Fammi fare il "contabile" per un secondo: in negozio vedo gente disposta a spendere 400 o 500 euro in più pur di portarsi a casa un frigorifero in Classe A rispetto a uno in Classe C o D. Per carità, l'ambiente ringrazia e il prodotto è un gioiello di ingegneria, ma facciamo due conti della serva: se il Classe A ti fa risparmiare 30 euro all'anno in bolletta rispetto a un ottimo Classe D, quanti anni devono passare prima che tu abbia recuperato quei 500 euro extra spesi all'acquisto? Più di quindici! In pratica, rischi di arrivare a fine vita del frigo quando avrai appena iniziato a "guadagnarci".
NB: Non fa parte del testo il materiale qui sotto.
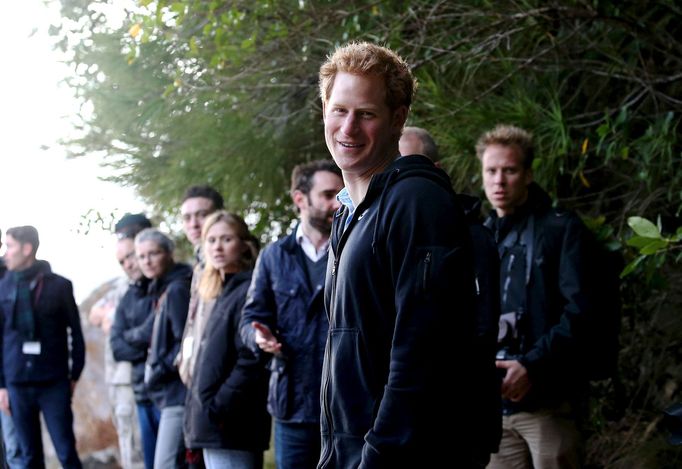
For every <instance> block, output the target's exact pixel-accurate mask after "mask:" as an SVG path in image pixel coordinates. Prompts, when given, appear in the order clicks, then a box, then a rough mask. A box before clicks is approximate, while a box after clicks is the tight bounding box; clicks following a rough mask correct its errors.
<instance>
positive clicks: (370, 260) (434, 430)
mask: <svg viewBox="0 0 682 469" xmlns="http://www.w3.org/2000/svg"><path fill="white" fill-rule="evenodd" d="M348 216H349V212H348V209H347V208H346V207H342V208H341V209H340V210H339V212H337V215H336V216H335V219H334V226H333V228H332V240H331V248H330V253H329V269H328V271H327V284H326V288H325V297H326V298H325V304H326V307H327V312H328V314H329V321H330V326H329V336H328V339H327V347H326V351H325V361H324V369H323V375H322V394H321V395H322V418H321V426H322V454H321V459H320V464H319V466H318V467H320V468H351V467H352V468H357V467H360V468H369V467H372V468H374V467H442V464H443V455H444V454H445V453H448V454H451V455H456V457H457V458H458V459H459V461H461V462H462V467H467V466H466V465H467V464H469V462H470V460H471V458H472V451H473V448H472V445H471V441H469V440H470V437H469V435H468V434H467V430H468V429H469V427H470V425H471V421H472V419H473V418H475V414H476V410H477V408H478V402H477V401H476V393H477V392H479V391H480V390H479V389H477V386H478V383H479V381H478V380H474V379H471V370H470V367H471V361H470V360H469V359H468V356H467V354H468V353H471V350H472V347H473V343H474V340H475V339H474V337H475V334H476V331H475V329H476V325H475V305H474V296H475V291H474V284H475V282H474V274H473V259H472V246H471V238H470V234H469V230H468V227H467V224H466V221H465V219H464V214H463V212H462V210H461V208H460V207H459V205H458V204H457V203H456V201H455V194H454V192H453V191H452V188H451V186H450V180H449V178H448V177H447V175H446V174H445V173H444V172H443V171H441V170H439V169H437V168H435V167H434V166H433V163H431V162H430V160H428V159H427V158H424V157H419V156H410V157H403V158H399V159H397V160H396V161H394V162H393V163H392V164H391V165H390V166H389V167H388V168H387V169H386V170H385V171H384V172H382V173H379V174H375V175H374V176H372V179H371V182H370V184H369V188H368V191H367V194H366V196H365V199H364V200H363V201H362V202H361V203H360V204H359V206H358V207H357V208H356V210H355V213H354V215H353V217H352V221H351V222H350V224H349V225H348V227H347V228H346V229H345V231H344V226H345V224H346V221H347V218H348Z"/></svg>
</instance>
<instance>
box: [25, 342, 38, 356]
mask: <svg viewBox="0 0 682 469" xmlns="http://www.w3.org/2000/svg"><path fill="white" fill-rule="evenodd" d="M21 351H22V352H24V355H40V342H24V344H23V345H22V346H21Z"/></svg>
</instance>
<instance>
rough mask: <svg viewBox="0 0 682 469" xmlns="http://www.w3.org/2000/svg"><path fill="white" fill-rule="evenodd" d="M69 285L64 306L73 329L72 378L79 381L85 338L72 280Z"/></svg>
mask: <svg viewBox="0 0 682 469" xmlns="http://www.w3.org/2000/svg"><path fill="white" fill-rule="evenodd" d="M67 285H68V287H67V289H66V292H65V294H66V296H65V298H64V301H65V304H64V307H65V313H66V320H67V324H68V326H69V329H70V330H71V380H72V381H77V380H78V378H80V375H81V372H82V371H83V367H84V366H85V340H84V339H83V330H82V328H81V318H80V313H79V312H78V306H77V305H76V300H75V299H74V297H73V285H72V284H71V282H68V283H67Z"/></svg>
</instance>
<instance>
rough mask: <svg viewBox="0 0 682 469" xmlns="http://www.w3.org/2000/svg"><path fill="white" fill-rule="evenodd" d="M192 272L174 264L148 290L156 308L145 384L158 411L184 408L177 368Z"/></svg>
mask: <svg viewBox="0 0 682 469" xmlns="http://www.w3.org/2000/svg"><path fill="white" fill-rule="evenodd" d="M191 282H192V268H191V267H190V266H188V265H187V264H179V263H178V264H174V265H173V267H172V268H171V270H170V271H169V272H168V273H167V274H166V275H164V276H163V277H162V278H160V279H156V280H155V281H153V282H152V283H151V284H150V286H149V291H150V294H151V295H152V296H155V297H158V300H157V301H156V304H155V305H154V313H153V314H154V315H155V318H154V327H153V331H152V341H151V345H150V347H149V354H148V356H147V363H146V366H145V376H144V383H145V386H146V387H147V391H148V393H149V396H150V398H151V400H152V402H154V405H155V406H156V407H157V408H158V409H164V408H165V407H169V406H181V405H184V404H185V393H186V391H187V390H186V388H185V385H184V384H183V383H182V380H180V374H179V373H178V369H177V367H176V366H175V358H176V357H177V355H178V351H179V350H180V343H181V341H182V333H183V331H184V330H185V321H186V320H187V309H188V308H189V297H190V284H191Z"/></svg>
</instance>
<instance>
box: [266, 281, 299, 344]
mask: <svg viewBox="0 0 682 469" xmlns="http://www.w3.org/2000/svg"><path fill="white" fill-rule="evenodd" d="M272 290H273V293H274V295H275V304H276V305H277V329H278V330H280V331H283V333H284V334H286V335H293V336H294V337H296V335H297V334H299V333H300V330H299V329H300V327H301V326H300V324H301V322H302V321H301V320H300V319H299V317H298V314H294V313H298V312H299V311H304V310H305V303H304V301H303V300H302V297H303V296H305V294H304V292H303V291H302V288H301V286H300V285H298V284H296V283H295V282H293V281H279V282H277V284H275V285H273V288H272Z"/></svg>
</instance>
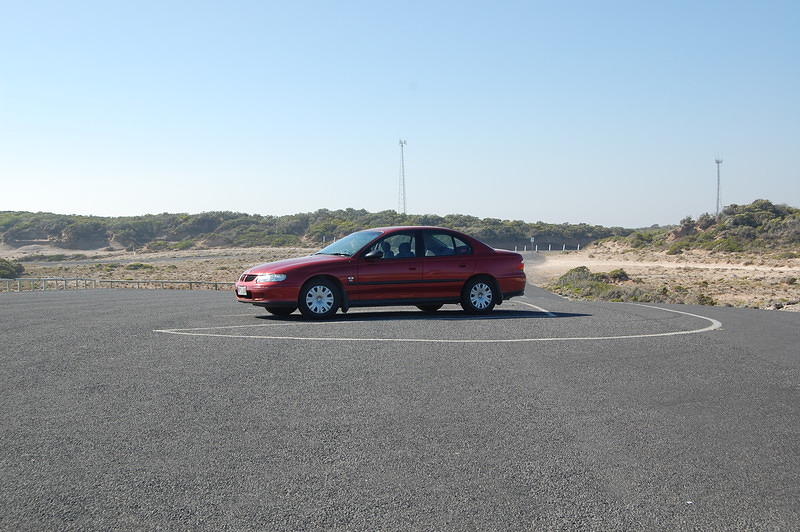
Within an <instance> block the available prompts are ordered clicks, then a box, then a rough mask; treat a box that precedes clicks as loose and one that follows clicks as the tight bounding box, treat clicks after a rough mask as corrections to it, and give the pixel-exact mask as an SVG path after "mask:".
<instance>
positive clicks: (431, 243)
mask: <svg viewBox="0 0 800 532" xmlns="http://www.w3.org/2000/svg"><path fill="white" fill-rule="evenodd" d="M424 239H425V256H426V257H448V256H450V255H469V254H471V253H472V248H471V247H470V245H469V244H467V243H466V242H464V241H463V240H461V239H460V238H458V237H457V236H454V235H452V234H450V233H438V232H435V231H426V232H425V237H424Z"/></svg>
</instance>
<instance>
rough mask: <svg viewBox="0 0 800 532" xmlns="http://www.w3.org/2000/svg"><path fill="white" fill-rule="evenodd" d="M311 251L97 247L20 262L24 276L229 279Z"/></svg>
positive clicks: (129, 278) (69, 250)
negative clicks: (67, 258) (44, 258)
mask: <svg viewBox="0 0 800 532" xmlns="http://www.w3.org/2000/svg"><path fill="white" fill-rule="evenodd" d="M315 251H316V249H307V248H245V249H241V248H232V249H206V250H187V251H162V252H155V253H135V254H134V253H132V252H126V251H99V250H97V251H88V252H87V251H83V252H81V253H82V254H85V255H86V256H87V258H86V259H80V260H65V261H58V262H46V261H35V262H23V265H24V266H25V276H26V277H87V278H91V279H132V280H146V279H162V280H193V281H212V282H232V281H235V280H236V279H237V277H238V276H239V275H240V274H241V273H242V272H243V271H244V270H246V269H248V268H250V267H252V266H255V265H257V264H262V263H265V262H272V261H276V260H281V259H287V258H292V257H301V256H303V255H308V254H310V253H313V252H315ZM74 253H75V251H72V250H58V249H52V248H51V249H47V250H42V249H36V250H31V252H30V253H28V254H35V255H53V254H66V255H72V254H74ZM23 256H24V255H23ZM18 258H19V255H18Z"/></svg>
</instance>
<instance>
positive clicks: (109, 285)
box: [0, 277, 236, 292]
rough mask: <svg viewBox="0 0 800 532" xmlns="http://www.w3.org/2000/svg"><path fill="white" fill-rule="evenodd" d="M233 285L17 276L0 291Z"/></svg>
mask: <svg viewBox="0 0 800 532" xmlns="http://www.w3.org/2000/svg"><path fill="white" fill-rule="evenodd" d="M235 284H236V283H234V282H221V281H175V280H167V279H163V280H162V279H139V280H132V279H88V278H83V277H19V278H17V279H0V292H30V291H46V290H87V289H99V288H120V289H122V288H126V289H134V290H137V289H138V290H225V289H228V288H231V287H233V286H234V285H235Z"/></svg>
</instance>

Meglio un frigorifero solido, con un bel sistema No Frost e un cassetto per la verdura fatto bene in Classe D, che un modello base-base "spinto" a forza in Classe A dove però hanno risparmiato sulla qualità delle plastiche o sulla robustezza dei ripiani.
Cosa consiglia Gianni
Scegli un modello Total No Frost per dire addio al ghiaccio (e ai batteri), punta su un motore Inverter garantito per stare tranquilli dieci anni e non ossessionarti con la Classe A se questo significa spendere il triplo oggi per risparmiare pochi spiccioli domani. La "scelta intelligente" è quella che protegge la tua spesa e non svuota il tuo conto in banca. E ricordati: ogni tanto preoccupati di una passata alle guarnizioni e lascialo respirare. Il tuo frigo non è un mobile: trattalo bene e lui farà lo stesso con te.
Anche per oggi dal vostro Gianni è tutto, alla prossima!